Por: Víctor Peredo y Giovanna Flores Medina | Publicado: 03.02.2020
Libremente Aracely: el supremo derecho al desapego étnico | AGENCIAUNO
Si pese a la pulcritud del look de clases medias que siempre usa —la sobriedad de sus chaquetas de calce perfecto y la imperturbable melena castaña de estilista profesional que la caracteriza, son su mayor virtuosismo estético—, está predestinada al constante escrutinio de su libertad política por ser mapuche, mujer sin hijos y derechista. Tanto para su sector como para la izquierda y la centroizquierda, Aracely se mueve en los extramuros de los paradigmas clásicos y había sido exitosa en su performance de equilibrista con maestría. Todo hasta aquella jornada de alcohol, medicamentos, zamarreos y violencia verbal.
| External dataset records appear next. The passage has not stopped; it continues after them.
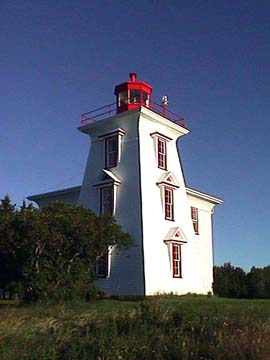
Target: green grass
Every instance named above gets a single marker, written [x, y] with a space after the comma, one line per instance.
[164, 327]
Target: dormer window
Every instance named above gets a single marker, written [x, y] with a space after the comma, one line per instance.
[168, 184]
[162, 153]
[160, 145]
[107, 188]
[113, 145]
[176, 261]
[107, 199]
[169, 204]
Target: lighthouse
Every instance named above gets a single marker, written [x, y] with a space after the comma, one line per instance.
[134, 173]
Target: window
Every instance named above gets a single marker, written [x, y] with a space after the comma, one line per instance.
[194, 217]
[160, 144]
[168, 201]
[111, 151]
[106, 200]
[176, 261]
[113, 144]
[101, 267]
[162, 154]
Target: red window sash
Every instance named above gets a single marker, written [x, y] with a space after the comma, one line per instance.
[169, 204]
[111, 156]
[176, 261]
[195, 221]
[103, 205]
[102, 266]
[162, 153]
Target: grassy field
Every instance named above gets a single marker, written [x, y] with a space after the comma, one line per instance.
[166, 327]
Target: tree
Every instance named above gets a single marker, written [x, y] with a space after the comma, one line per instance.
[230, 281]
[56, 248]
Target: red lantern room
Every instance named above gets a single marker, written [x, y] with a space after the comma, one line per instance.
[132, 94]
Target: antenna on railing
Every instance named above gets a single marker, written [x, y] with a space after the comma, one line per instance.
[165, 102]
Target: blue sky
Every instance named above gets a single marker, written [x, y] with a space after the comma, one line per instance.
[59, 59]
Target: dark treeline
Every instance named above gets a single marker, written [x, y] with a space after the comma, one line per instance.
[234, 282]
[51, 253]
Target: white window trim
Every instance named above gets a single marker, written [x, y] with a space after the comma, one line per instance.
[155, 136]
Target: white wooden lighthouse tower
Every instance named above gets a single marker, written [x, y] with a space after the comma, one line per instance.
[134, 173]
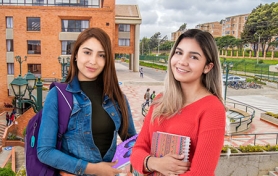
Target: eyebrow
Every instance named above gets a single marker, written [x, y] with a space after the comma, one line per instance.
[191, 52]
[92, 50]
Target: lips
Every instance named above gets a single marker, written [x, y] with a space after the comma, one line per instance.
[181, 70]
[91, 69]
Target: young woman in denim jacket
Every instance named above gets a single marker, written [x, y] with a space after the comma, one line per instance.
[100, 112]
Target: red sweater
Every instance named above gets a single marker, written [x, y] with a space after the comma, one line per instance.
[203, 121]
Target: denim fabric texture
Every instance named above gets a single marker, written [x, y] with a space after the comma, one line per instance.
[78, 147]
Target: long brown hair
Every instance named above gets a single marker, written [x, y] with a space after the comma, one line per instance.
[171, 102]
[108, 75]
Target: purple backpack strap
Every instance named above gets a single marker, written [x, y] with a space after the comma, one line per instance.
[65, 102]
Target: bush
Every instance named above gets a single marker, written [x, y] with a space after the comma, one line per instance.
[7, 170]
[251, 148]
[226, 147]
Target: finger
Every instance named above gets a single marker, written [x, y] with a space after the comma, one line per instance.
[179, 157]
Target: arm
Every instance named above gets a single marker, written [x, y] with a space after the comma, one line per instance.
[209, 144]
[142, 146]
[47, 152]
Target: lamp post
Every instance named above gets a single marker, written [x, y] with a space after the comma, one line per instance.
[21, 84]
[64, 65]
[20, 61]
[258, 47]
[227, 67]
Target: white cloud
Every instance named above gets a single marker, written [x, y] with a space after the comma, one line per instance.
[166, 16]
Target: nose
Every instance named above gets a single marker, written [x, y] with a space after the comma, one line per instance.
[93, 59]
[183, 60]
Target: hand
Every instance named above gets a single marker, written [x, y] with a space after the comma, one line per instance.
[63, 173]
[103, 169]
[170, 164]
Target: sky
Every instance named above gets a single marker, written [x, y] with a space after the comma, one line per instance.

«El ejercicio del poder exige responsabilidad» y, en el caso de una mujer de derechas de ascendencia indígena —como Aracely Leuquén Uribe—, instaura una demanda de efectos implacables: género, identidad cultural y nacionalpopulismo constituyen La Trinidad de sus días con afán político. Un cursus honorum de más de una década de militancia en Renovación Nacional y en la concejalía de Coyhaique que avala su conocimiento de los límites de la realpolitik bajo los gobiernos de Piñera (o, eso deberíamos suponer). Y es en dicho partido donde ha jugado a la meritocracia y a lo libertario; al sionismo y al neopentecostalismo; y, por cierto, al discurso negacionista y a la apología de los gobiernos militares latinoamericanos, demostrando que no necesita ser rutilante, sino mantenerse casi agazapada e imperceptible para seguir a flote.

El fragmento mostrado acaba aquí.